Your sister is starting a part of her life that doesn’t include you, or me, or your dad. Unlike years before, she is journeying on her own, finding her way without us. I know this feels like a loss, like she’s leaving us behind but she isn’t. She is still on the same journey, she’s just on a different path. And one day, you’ll start down your own path too. Just like I did, just like your dad did. But we are always on the same adventure.

Family Journey

You will miss her at home. Who will you bite and annoy? And who will take what you’re playing with at the exact moment you decide to play with it? But take comfort in the fact that just because she is the one leaving doesn’t mean she won’t miss you too. Your sister was only 18 months old when you came into her life. She knew how to love you before she knew how to talk; one of her proudest moments was learning to say your name. She, too, barely knows a world that you aren’t a part of. You two are always connected.

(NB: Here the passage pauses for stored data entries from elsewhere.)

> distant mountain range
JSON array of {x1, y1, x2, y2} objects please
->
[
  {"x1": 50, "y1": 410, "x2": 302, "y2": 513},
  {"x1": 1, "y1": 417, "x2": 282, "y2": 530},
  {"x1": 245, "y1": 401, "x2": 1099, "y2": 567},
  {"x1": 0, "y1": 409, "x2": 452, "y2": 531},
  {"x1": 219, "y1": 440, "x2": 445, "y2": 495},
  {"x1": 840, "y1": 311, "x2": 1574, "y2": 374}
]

And she will need you. She may be at the beginning of a new and marvelous road that doesn’t walk in tune with yours, but she will be scared and unsure and will need her brother. At times, she will need you more than she will need us and she will count on your silly nature to remind her that the world is a funny place.

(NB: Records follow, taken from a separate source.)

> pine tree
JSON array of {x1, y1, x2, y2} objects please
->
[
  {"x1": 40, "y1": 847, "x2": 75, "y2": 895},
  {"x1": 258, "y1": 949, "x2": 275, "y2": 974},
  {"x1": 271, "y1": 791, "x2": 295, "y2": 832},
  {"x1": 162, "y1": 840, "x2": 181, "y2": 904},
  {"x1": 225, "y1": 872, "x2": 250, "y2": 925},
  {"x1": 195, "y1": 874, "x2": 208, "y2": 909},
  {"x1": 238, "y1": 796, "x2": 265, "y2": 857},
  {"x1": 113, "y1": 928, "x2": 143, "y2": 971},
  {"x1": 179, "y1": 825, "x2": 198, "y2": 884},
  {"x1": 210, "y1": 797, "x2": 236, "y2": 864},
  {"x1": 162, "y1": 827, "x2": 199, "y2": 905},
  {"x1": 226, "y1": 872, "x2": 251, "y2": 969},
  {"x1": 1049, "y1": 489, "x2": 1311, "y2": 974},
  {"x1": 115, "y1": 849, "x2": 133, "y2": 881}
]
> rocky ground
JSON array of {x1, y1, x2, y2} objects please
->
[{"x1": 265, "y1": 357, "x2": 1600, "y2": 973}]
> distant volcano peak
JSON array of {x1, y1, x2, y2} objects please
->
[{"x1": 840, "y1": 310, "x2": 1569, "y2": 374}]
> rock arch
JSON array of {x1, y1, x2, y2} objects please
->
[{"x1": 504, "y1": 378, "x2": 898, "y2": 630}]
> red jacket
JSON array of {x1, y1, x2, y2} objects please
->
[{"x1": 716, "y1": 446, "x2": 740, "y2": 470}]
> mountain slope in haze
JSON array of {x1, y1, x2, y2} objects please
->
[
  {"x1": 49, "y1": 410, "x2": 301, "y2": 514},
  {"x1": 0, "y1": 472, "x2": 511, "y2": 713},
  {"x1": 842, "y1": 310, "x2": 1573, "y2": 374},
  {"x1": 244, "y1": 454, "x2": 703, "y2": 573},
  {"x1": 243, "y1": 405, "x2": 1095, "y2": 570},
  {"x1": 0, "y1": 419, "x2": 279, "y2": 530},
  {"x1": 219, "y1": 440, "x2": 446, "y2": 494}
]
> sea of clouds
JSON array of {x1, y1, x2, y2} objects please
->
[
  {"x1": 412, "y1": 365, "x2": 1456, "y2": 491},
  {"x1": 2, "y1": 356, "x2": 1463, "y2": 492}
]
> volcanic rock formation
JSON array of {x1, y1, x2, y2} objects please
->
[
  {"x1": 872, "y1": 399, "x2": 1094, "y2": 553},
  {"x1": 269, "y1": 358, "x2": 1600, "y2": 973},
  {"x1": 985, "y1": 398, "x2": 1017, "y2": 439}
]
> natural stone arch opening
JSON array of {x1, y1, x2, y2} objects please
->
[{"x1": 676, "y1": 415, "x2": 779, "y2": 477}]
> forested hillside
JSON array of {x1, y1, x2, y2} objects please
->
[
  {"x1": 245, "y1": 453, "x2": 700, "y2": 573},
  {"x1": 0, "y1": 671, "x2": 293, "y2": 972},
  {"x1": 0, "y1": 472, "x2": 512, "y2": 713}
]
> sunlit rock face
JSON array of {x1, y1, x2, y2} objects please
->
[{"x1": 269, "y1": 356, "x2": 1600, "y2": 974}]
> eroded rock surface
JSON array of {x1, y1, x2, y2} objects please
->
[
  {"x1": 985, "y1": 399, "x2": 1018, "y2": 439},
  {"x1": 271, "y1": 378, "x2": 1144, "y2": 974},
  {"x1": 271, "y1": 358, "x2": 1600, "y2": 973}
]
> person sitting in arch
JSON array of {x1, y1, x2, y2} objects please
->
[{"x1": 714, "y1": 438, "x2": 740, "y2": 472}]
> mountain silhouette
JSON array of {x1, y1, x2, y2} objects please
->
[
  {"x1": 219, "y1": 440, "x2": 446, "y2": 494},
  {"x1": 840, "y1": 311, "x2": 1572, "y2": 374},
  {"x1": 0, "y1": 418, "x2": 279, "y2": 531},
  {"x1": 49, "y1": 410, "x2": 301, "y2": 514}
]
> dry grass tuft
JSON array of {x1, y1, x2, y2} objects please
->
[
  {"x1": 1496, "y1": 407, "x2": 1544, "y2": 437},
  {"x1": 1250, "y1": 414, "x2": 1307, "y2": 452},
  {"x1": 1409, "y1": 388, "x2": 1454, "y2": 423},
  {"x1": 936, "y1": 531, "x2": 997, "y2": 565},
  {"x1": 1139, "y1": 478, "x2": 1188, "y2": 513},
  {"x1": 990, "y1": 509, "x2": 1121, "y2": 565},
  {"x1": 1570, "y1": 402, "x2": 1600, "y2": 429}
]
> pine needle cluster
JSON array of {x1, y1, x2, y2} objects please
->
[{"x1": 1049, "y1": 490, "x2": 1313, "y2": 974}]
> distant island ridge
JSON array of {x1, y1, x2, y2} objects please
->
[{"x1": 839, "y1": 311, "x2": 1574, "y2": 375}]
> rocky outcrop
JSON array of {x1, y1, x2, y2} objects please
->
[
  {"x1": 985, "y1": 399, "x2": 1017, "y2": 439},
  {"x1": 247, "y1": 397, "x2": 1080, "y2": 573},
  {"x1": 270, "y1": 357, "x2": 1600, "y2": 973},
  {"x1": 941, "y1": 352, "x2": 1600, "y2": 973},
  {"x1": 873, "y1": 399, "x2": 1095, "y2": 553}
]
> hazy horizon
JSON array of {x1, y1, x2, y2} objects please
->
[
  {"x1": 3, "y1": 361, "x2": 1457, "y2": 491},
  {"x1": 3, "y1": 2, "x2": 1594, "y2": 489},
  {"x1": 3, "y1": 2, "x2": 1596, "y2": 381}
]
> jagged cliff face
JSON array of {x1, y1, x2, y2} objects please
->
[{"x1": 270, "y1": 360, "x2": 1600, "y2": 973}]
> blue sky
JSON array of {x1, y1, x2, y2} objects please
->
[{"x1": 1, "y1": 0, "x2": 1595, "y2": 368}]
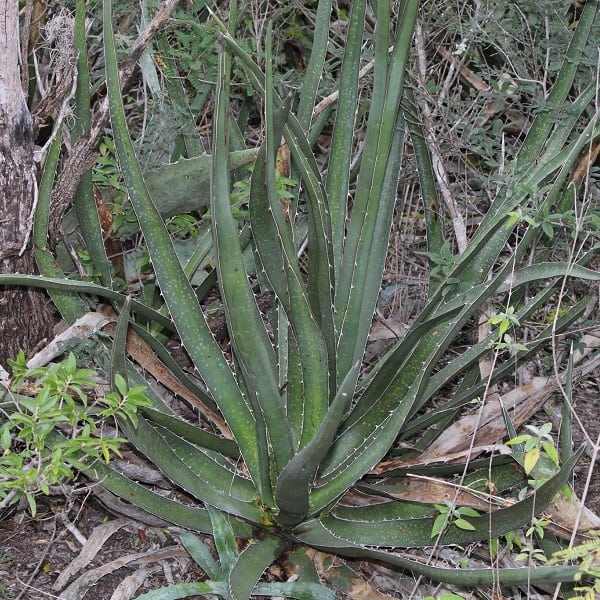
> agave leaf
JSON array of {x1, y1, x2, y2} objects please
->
[
  {"x1": 406, "y1": 290, "x2": 589, "y2": 429},
  {"x1": 325, "y1": 0, "x2": 366, "y2": 274},
  {"x1": 249, "y1": 96, "x2": 329, "y2": 454},
  {"x1": 334, "y1": 0, "x2": 418, "y2": 386},
  {"x1": 312, "y1": 250, "x2": 597, "y2": 507},
  {"x1": 228, "y1": 536, "x2": 280, "y2": 600},
  {"x1": 535, "y1": 84, "x2": 597, "y2": 166},
  {"x1": 423, "y1": 259, "x2": 599, "y2": 324},
  {"x1": 139, "y1": 406, "x2": 239, "y2": 457},
  {"x1": 316, "y1": 298, "x2": 474, "y2": 498},
  {"x1": 307, "y1": 450, "x2": 581, "y2": 548},
  {"x1": 72, "y1": 0, "x2": 114, "y2": 287},
  {"x1": 400, "y1": 295, "x2": 589, "y2": 442},
  {"x1": 364, "y1": 459, "x2": 527, "y2": 498},
  {"x1": 211, "y1": 40, "x2": 292, "y2": 478},
  {"x1": 252, "y1": 582, "x2": 337, "y2": 600},
  {"x1": 404, "y1": 86, "x2": 444, "y2": 280},
  {"x1": 291, "y1": 517, "x2": 584, "y2": 587},
  {"x1": 275, "y1": 364, "x2": 359, "y2": 526},
  {"x1": 144, "y1": 149, "x2": 258, "y2": 217},
  {"x1": 458, "y1": 115, "x2": 600, "y2": 273},
  {"x1": 294, "y1": 0, "x2": 333, "y2": 131},
  {"x1": 179, "y1": 532, "x2": 223, "y2": 581},
  {"x1": 207, "y1": 504, "x2": 238, "y2": 575},
  {"x1": 515, "y1": 0, "x2": 598, "y2": 167},
  {"x1": 51, "y1": 432, "x2": 252, "y2": 535},
  {"x1": 220, "y1": 31, "x2": 337, "y2": 368},
  {"x1": 136, "y1": 419, "x2": 257, "y2": 503},
  {"x1": 118, "y1": 415, "x2": 263, "y2": 522},
  {"x1": 135, "y1": 581, "x2": 228, "y2": 599},
  {"x1": 0, "y1": 274, "x2": 176, "y2": 329},
  {"x1": 109, "y1": 294, "x2": 130, "y2": 386},
  {"x1": 33, "y1": 130, "x2": 89, "y2": 323},
  {"x1": 334, "y1": 111, "x2": 406, "y2": 392},
  {"x1": 102, "y1": 0, "x2": 264, "y2": 494},
  {"x1": 282, "y1": 118, "x2": 336, "y2": 365}
]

Before we left her at school today, I wanted to smother her with hugs an drown her in kisses but I didn’t want my anxiety to make her nervous so I took a step back as you took a giant one forward and gave her the unfiltered, nervous-free hug that I couldn’t. You, my sweet child, are the reason that she can take this giant leap forward – because she knows you’ll be waiting for her when she arrives home no matter where her journey takes her.